Abstract: Liberalization of the European automobile distribution system in 2002 limits the ability of manufacturers to impose vertical restraints, leading to a substantial increase in competitive pressure among dealers. We estimate an equilibrium model of profit maximization to evaluate how dealers change their innovation adoption strategies following the elimination of exclusive territories. Using French data we evaluate the existence of complementarities between the
adoption of software applications and the scale of production. Firms view these innovations as substitutes and concentrate their effort in one type of software as they expand their scale of production. Results are robust to the existence of unobserved heterogeneity.
Co-authors: Tobias Kretschmer (Institute for Communications Economics, Ludwig-Maximilians-Universität-München) and José C. Pernías (Universidad Jaume I de Castellón).
Publication:American Economic Review, forthcoming (accepted April 2011).
JEL: C35, L86, O31.
First version: October 2008.
Current version: April 2011.
Funding: NET Institute; Anglo-German Foundation; the Research
Council of Norway; and Spanish Ministry of Science and Technology.

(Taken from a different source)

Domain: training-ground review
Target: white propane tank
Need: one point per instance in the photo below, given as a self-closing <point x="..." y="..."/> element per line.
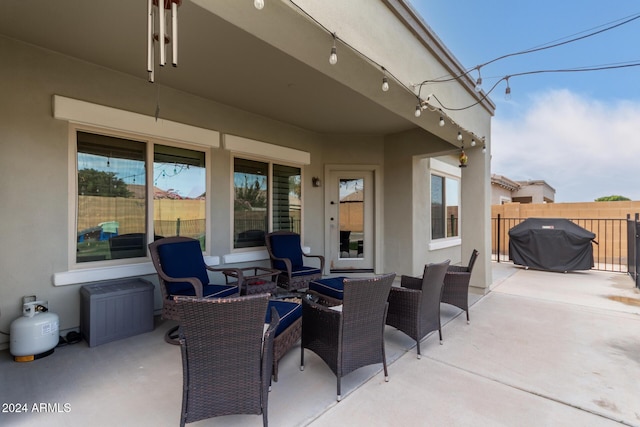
<point x="35" y="334"/>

Seminars: Universidad de Alicante, Freie
Universität Berlin, U.S. Federal Communications Commission, Kyoto University, Universidade
Técnica de Lisboa, Ludwig-Maximilians-Universität-München,
University of Southern Denmark at Odense, University of Texas at Austin, Universiteit Utretch, Wissenschaftszentrum
Berlin für Sozialforschung (WZB).
Conferences: 2008 LACEA/LAMES meeting
in Rio de Janeiro; V Jornadas sobre Integración Económica, Castellón; 2009 Winter Workshop at the Centre for Competition
and Regulatory Policy at City University London; the 10th CEPR Conference on Applied Industrial Organization, Mannheim, May 2009; and the 2010 NET Institute Conference on Network Economics; and the 2011 SEEK kick-off Conference at ZEW.